My 94 Sentra failed a smog test. I tuned it up, replaced the fuel filter and CAT, cleaned the injectors and still fails. The NOX is too high at 15 mph. Any suggestions?


----------



## notoriousbob (Aug 7, 2006)

VonRipon said:


> My 94 Sentra failed a smog test. I tuned it up, replaced the fuel filter and CAT, cleaned the injectors and still fails. The NOX is too high at 15 mph. Any suggestions?



Gap your plugs. Sounds like they may be burning too hot? Too hot a burn is what causes NOX isnt it?

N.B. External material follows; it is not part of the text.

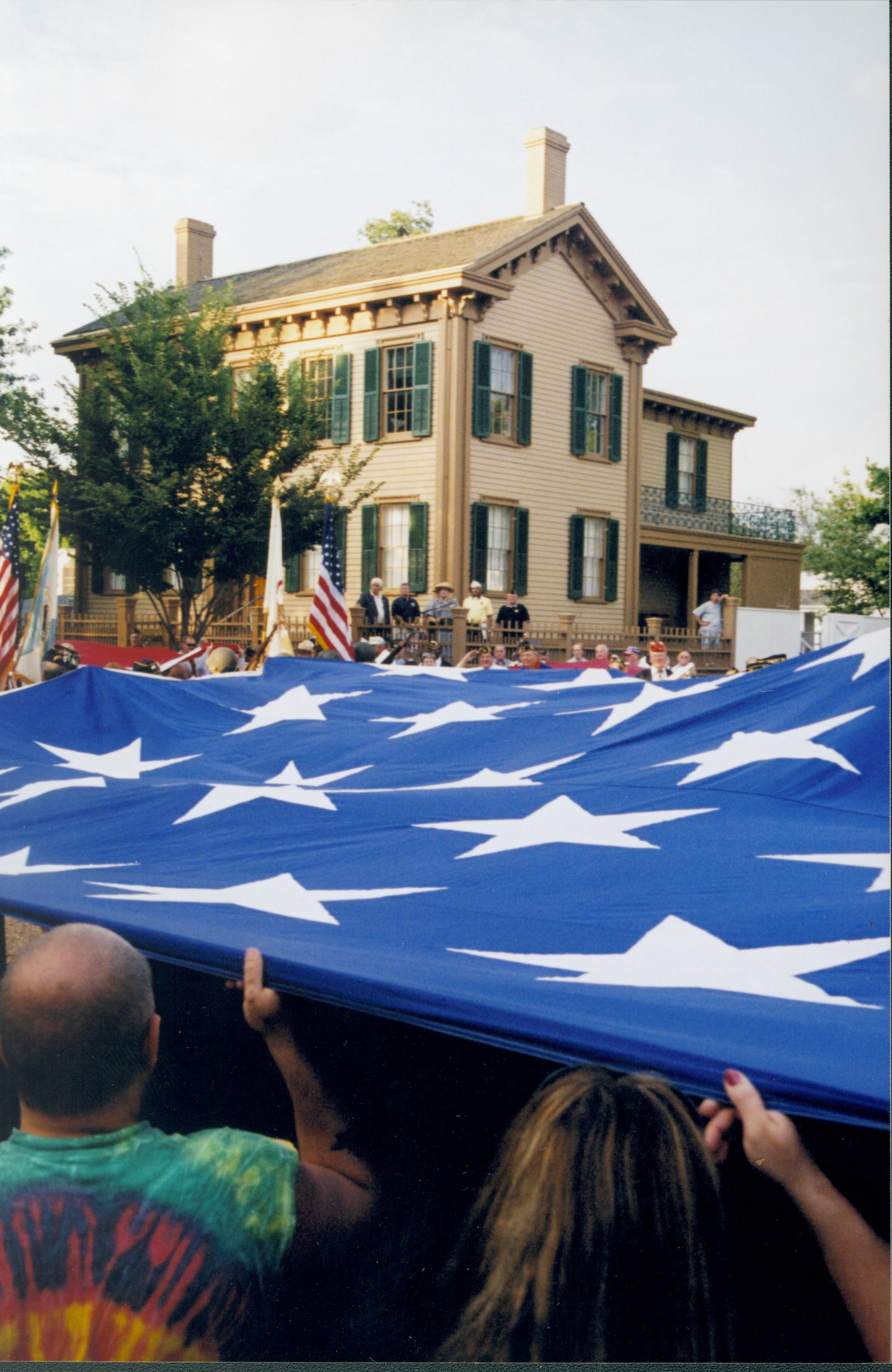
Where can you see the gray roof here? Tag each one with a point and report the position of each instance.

Anyways, the plugs are usually suspect in most emissions problems.

-Bob


----------



## xXDynamosXx (Aug 29, 2006)

That or the O2 Sensor


----------



## sunnysentra (Jul 24, 2002)

replace the 02 sensor. Replace the cap and rotor. The ignition coil could be weak also, maybe try a new coil or a known good coil. new ones from Nissan are not cheap. 

Also, make sure the EGR is clean and working well. the BPT valve should be clean and free of carbon. Also, run the thing after the tuneup with BG TDR or 44K total deposit removal. its a can you dump into the tank. that removes all combustion chamber deposits. 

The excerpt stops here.